AI Matching in Recruitment: Why Generic AI Isn’t Enough

AI is transforming hiring. But not all AI is created equal. The Workday lawsuit shows what can go wrong when generic AI is used to screen candidates. This blog explores the difference between traditional hiring, generic large language models (LLMs), and specialized AI for talent matching – and what HR should do next.


In the age of AI, hiring is no longer about simply reading résumés or posting jobs. From chatbots to automated matching systems, AI is now deeply embedded in how companies find and select talent. But as we learned from the recent Workday lawsuit, the way AI is trained and used matters – a lot.

In this blog, we’ll explore three levels of matching in recruitment:

  1. Human-based and keyword-driven matching
  2. Generic AI-based matching with LLMs like ChatGPT
  3. Specialized matching with trained AI models built for the labor market

And we’ll explain why only one of these is fit for responsible, fair, and future-ready hiring.


1. Traditional Matching: Biased but Explainable

Before AI, recruiters relied on manual CV screening and gut feeling. Early digital tools helped filter candidates using simple rules: for example, “show me all who mention ‘Excel’.”

Pros

  • Transparent and intuitive
  • Recruiters can consider personality and context

Cons

  • Limited scalability
  • High risk of unconscious bias
  • Easily overlooks non-standard candidates

2. LLM-Based Matching: Impressive but Misleading

With the rise of generative AI like ChatGPT or Claude, many platforms now offer instant job matching or résumé rewriting. Sounds smart, right?

But here’s the catch: LLMs are not matching engines. They’re trained to predict words – not to evaluate skills, competencies, or job-market relevance. Ask them to match someone to a role, and you’ll likely get something plausible-sounding, but statistically shallow. Ask AI for skills and you will get skills, but ask again and you will get different skills. How to start calculating/matching and how to explain te skills gap?

LLMs don’t understand the labor market. They don’t know that “logistics coordinator” and “supply chain analyst” share 70% of required skills. They don’t remember which skills typically lead to success in a specific job. And crucially: they have no ground truth.

That’s not just a technical problem – it’s a compliance issue.


3. Specialized AI Matching: Purpose-Built, Explainable, and Compliant

The third category is where real progress happens. These are AI systems trained on millions of job descriptions and CVs, designed specifically for the labor market. They don’t generate text; they detect skills, predict missing competencies, and show how someone matches a job – or how they can close the gap.f

These models do more than keyword matching. They can:

  • Interpret context (e.g., “led workshops” implies training skills)
  • Predict hidden skills based on job history
  • Identify missing but trainable skills
  • Suggest lateral moves or career steps
  • Operate in line with GDPR and the upcoming EU AI Act: like explaining matching scores and mitigating bias.

That’s the kind of explainable AI recruiters – and regulators – are calling for. (I would love to tell your more about these systems or give a demo.

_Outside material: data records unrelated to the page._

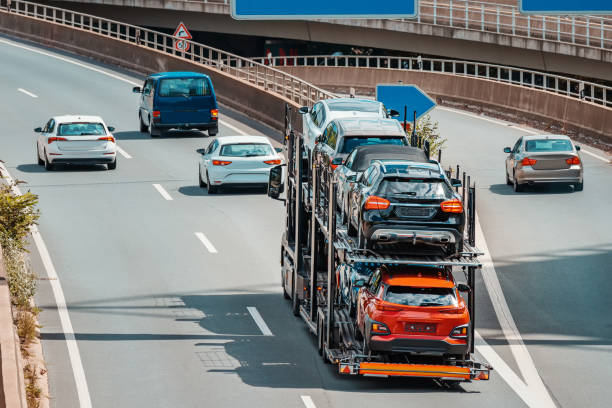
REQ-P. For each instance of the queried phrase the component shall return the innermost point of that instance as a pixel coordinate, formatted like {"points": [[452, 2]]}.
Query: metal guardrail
{"points": [[269, 78], [587, 91], [492, 17], [497, 17]]}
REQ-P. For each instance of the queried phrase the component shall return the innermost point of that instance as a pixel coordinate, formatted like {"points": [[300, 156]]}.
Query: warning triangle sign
{"points": [[182, 32]]}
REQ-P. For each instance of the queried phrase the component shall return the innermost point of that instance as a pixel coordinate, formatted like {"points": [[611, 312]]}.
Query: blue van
{"points": [[177, 100]]}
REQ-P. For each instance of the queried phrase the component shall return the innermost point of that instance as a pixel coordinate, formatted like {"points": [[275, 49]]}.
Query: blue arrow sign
{"points": [[396, 96], [566, 7], [337, 9]]}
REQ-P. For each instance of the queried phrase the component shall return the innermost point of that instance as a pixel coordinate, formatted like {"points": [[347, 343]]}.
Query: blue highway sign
{"points": [[312, 9], [562, 7], [396, 96]]}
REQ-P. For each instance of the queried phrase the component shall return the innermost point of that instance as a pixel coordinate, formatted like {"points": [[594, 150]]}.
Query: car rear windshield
{"points": [[360, 106], [246, 150], [351, 142], [548, 145], [411, 296], [184, 87], [417, 188], [80, 129]]}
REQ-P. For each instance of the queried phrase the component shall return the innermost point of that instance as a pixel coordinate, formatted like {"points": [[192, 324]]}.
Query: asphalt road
{"points": [[160, 321]]}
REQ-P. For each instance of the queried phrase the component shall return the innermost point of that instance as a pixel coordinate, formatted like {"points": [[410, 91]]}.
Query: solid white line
{"points": [[73, 348], [123, 152], [206, 242], [27, 92], [162, 191], [539, 393], [224, 123], [308, 401], [595, 155], [265, 330]]}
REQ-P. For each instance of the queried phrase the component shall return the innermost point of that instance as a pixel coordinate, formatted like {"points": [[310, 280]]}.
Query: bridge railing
{"points": [[264, 76], [493, 17], [587, 91], [504, 17]]}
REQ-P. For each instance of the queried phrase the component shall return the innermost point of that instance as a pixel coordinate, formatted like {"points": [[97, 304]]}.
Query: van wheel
{"points": [[153, 131], [142, 127]]}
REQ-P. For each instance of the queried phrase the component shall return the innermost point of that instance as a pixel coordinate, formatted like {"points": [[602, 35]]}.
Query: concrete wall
{"points": [[407, 36], [240, 95], [518, 104]]}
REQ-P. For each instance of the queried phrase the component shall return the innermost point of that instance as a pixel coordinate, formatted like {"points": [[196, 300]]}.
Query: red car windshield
{"points": [[410, 296]]}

Just leave me a DM.)


The Workday Lawsuit: A Wake-Up Call

In the United States, Workday is now facing a major collective action lawsuit. The claim? That their AI-based screening software discriminated against applicants over 40 and possibly other groups, leading to automatic rejections without explanation.

A federal judge allowed the case to proceed under the Age Discrimination in Employment Act. The scope? Potentially millions of candidates who applfied through Workday since 2020.

Even if Workday didn’t intend to discriminate, the structure of its algorithm may have amplified existing bias in hiring data – and failed to detect it.

This is exactly what the EU AI Act wants to prevent: black-box systems that can’t explain decisions, reproduce bias, and affect people’s lives at scale.


What Should HR Do?

HR professionals are under pressure to modernize – but also to protect. The solution is not to stop using AI. It’s to use the right kind of AI.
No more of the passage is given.